Ich tue so, als schreibe ich über Fußball, aber ich schreibe, wie immer, über die Zeit, die verrinnt.

Die Fußball-Europameisterschaft rückt näher, und die fußballbegeisterten Intellektuellen – selten wie ein vierblättriges Kleeblatt – legen sich schon wieder ihre Begründungen zurecht, um die Freude am Fußballgucken zur Notwendigkeit zu erklären. Argumentationshilfe könnte hier ein schmales Buch der Frankfurter Verlagsanstalt geben: Jean-Philippe Toussaints Fußball. Diese autobiographischen Skizzen über seine Fußballleidenschaft sind Toussaints erstes Buch nach der Fertigstellung des Marie-Zyklus, der Tetralogie über die Modeschöpferin Marie, seinem opus magnum.

Nun also Fußball. Beinahe eine Fingerübung nach der epischen Anstrengung – und doch insgeheim mit dieser korrespondierend. Denn im Vierjahresrhythmus des Fußballverfallenen erzählt Toussaint, wie er die Weltmeisterschaften von 2002 bis 2014 erlebt hat, genau der Zeitraum, in dem der Marie-Zyklus entstanden ist.

Somit führt das Buch fußballerisch im Jahr 2002 zunächst nach Japan und Südkorea. In Kyoto verbringt Toussaint die Vorrunde, und dort sieht er den Fluss Kamo als Sinnbild der vorbeijagenden Zeit durch die Stadt fließen. Dieses Bild der Vergänglichkeit ruft Geister hervor, die kaum zu bändigen sind: die Angst, das nackte Wissen um das Ende allen Daseins. Aber aller vanitas und Unvermeidlichkeit zum Trotz – da ist ja noch das Spiel!

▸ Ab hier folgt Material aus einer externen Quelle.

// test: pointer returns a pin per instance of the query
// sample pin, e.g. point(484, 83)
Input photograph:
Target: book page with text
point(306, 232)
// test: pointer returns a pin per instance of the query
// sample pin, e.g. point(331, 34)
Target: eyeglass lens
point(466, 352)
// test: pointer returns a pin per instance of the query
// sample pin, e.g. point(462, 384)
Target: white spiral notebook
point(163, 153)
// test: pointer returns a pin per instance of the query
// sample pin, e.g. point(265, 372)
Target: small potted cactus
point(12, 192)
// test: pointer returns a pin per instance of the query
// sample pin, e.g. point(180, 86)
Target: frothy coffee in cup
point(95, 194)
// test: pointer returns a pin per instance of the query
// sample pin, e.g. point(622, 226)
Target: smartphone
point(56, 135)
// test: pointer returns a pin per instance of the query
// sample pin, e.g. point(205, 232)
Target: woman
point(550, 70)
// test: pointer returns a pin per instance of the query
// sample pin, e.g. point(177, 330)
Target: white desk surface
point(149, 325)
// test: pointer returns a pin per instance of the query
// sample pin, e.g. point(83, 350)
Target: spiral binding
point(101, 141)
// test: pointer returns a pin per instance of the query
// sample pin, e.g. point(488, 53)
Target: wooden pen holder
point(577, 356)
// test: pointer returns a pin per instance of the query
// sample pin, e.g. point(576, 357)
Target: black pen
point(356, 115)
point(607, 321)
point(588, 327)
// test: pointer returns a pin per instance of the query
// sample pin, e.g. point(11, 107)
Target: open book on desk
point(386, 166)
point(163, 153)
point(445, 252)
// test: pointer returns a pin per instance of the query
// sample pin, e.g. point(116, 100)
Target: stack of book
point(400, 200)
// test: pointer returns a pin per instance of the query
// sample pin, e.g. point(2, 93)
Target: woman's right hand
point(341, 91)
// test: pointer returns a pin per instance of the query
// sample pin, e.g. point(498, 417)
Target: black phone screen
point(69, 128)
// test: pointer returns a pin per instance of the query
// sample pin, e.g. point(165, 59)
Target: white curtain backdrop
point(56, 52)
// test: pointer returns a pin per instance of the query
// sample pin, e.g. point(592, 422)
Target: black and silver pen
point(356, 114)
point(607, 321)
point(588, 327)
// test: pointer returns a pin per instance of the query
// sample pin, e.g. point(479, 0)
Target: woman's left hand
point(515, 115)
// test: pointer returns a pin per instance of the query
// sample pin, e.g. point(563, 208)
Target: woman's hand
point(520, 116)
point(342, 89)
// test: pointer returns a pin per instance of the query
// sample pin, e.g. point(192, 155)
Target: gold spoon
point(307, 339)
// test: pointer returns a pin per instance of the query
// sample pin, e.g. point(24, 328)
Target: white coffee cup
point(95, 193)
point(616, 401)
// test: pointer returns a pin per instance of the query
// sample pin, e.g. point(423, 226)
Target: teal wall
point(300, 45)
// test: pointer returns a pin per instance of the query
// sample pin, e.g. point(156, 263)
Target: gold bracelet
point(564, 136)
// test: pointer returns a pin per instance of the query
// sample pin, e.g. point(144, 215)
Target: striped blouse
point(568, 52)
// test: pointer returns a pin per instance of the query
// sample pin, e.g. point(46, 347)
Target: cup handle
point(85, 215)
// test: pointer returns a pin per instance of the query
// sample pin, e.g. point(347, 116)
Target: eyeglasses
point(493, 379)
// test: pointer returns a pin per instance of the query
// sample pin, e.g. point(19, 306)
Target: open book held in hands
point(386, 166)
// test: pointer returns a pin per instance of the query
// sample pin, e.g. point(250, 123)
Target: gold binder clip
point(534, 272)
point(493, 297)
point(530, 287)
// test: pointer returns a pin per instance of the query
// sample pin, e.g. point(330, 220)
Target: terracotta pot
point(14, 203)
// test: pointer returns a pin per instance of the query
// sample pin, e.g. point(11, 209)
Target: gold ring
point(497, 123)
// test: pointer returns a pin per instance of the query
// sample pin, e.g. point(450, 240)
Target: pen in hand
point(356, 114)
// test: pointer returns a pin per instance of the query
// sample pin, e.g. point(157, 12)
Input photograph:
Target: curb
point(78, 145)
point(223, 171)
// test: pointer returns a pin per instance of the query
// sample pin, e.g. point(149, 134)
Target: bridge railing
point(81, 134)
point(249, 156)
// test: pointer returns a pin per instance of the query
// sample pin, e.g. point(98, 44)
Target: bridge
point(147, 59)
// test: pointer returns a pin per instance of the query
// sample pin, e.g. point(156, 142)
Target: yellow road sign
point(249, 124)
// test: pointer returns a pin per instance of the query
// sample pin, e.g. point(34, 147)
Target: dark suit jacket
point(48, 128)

Toussaints Sprache ist sperrig – zumindest in der Übersetzung seines Verlegers Joachim Unseld. Der spröde Stil wirkt wie ein Kontrapunkt zu seiner Leidenschaft:

Niemals habe ich so wie damals in Japan 2002 eine derartig perfekte Übereinstimmung der Zeiten erlebt, wo die abstrakte und heilende Zeit des Fußballs für die Dauer eines Monats die wirkliche Zeit zwar nicht ersetzte, aber in ihren weit größeren Fluss geglitten und hinein geschmolzen war und ich das Vergehen der Zeit wie eine lange und schützende Liebkosung wahrnahm, wohltuend, beschützend, apotropäisch.

Denn, so schreibt Toussiant weiter:

…gleichsam wie in wohltuender nächster Nähe des Geschlechts einer Frau bei bestimmten Stellungen des Liebesaktes […] so hält der Fußball, während wir ihn betrachten, uns radikal auf Distanz zum Tod.

Das Spiel als Geisteraustreiber, als Ghostbuster. Dieses Erleben der WM 2002 bleibt zunächst unwiederholbar. Toussaint schreibt am Marie-Zyklus, und das Fußballspiel tritt in den Hintergrund. Die Weltmeisterschaften 2006 und 2010 streifen ihn nur am Rand. Bei der WM 2006 sieht er nur ein Vorrundenspiel, 2010 gar keines.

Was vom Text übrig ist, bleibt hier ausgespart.